Comments from OPEC producers Iran and Iraq suggest that the output increase may fall short of the one million bpd target and may only realize a range of 500,000 to 770,000 bpd, as some countries would find difficulty in hitting the new quotas.

The US crude benchmark, WTI, rose more than 5% in the immediate aftermath of the increase announcement. The Brent crude benchmark managed to add 3.5% on the day. The gains were then pared.

OPEC meeting

Your essential guide to Organization of the Petroleum Exporting Countries (OPEC) meetings – find out how they affect global oil prices and other energy markets.


Trade idea based on relationship between Brent and WTI crude oil benchmarks

Rather than looking at trading a purely one direction bias in the oil markets, the relationship between WTI and Brent might be deviating enough to offer a market neutral or pair trading opportunity.

The below chart looks to help identify this potential opportunity.

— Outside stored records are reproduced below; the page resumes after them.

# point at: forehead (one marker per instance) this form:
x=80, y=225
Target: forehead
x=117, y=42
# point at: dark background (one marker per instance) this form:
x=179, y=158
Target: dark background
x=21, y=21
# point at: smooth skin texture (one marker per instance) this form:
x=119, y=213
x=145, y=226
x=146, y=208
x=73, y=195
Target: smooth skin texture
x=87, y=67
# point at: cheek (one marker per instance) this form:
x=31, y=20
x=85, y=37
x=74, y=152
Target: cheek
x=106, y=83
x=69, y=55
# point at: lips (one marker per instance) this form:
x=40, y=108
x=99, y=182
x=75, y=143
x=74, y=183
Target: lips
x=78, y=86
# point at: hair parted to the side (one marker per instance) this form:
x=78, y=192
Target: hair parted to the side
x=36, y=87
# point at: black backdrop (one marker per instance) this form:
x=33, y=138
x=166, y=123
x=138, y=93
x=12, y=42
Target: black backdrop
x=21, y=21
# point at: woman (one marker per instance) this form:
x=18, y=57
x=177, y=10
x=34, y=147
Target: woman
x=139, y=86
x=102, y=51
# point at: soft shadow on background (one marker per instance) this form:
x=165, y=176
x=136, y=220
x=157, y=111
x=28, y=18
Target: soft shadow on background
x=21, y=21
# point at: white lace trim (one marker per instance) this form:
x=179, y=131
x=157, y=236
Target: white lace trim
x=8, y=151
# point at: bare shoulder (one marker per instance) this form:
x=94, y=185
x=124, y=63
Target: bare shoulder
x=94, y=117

Brent Crude vs US Crude (WTI)

The chart is the Brent candlestick with a relative strength comparison (RSC) indicator added. The RSC (blue line) compares the price of one security with that of another in a ratio format.  The RSC has experienced a decline in value recently, which highlights that security 1 (Brent) has been underperforming security 2 (WTI). Bollinger bands have been added to the RSC and highlight the underperformance of security 1 relative to the usual relationship of the two securities.

It is expected that the relationship between the two securities will revert back to normality favouring a possible pair trade opportunity i.e. long Brent and short WTI. The target from the technical persepective would be for the RSC to move back towards the 20 moving average (red line) which is regarded as the mean. This could occur with the price movements of the securities in a number of ways;

  1. Brent rising and WTI falling
  2. Brent rising faster than WTI rising
  3. Brent falling slower than WTI falling

Should one of these scenarios play out successfully, the expectation would be for a net gain of 4.4%. A stop-loss would be considered equal to the anticipated gain of 4.4%.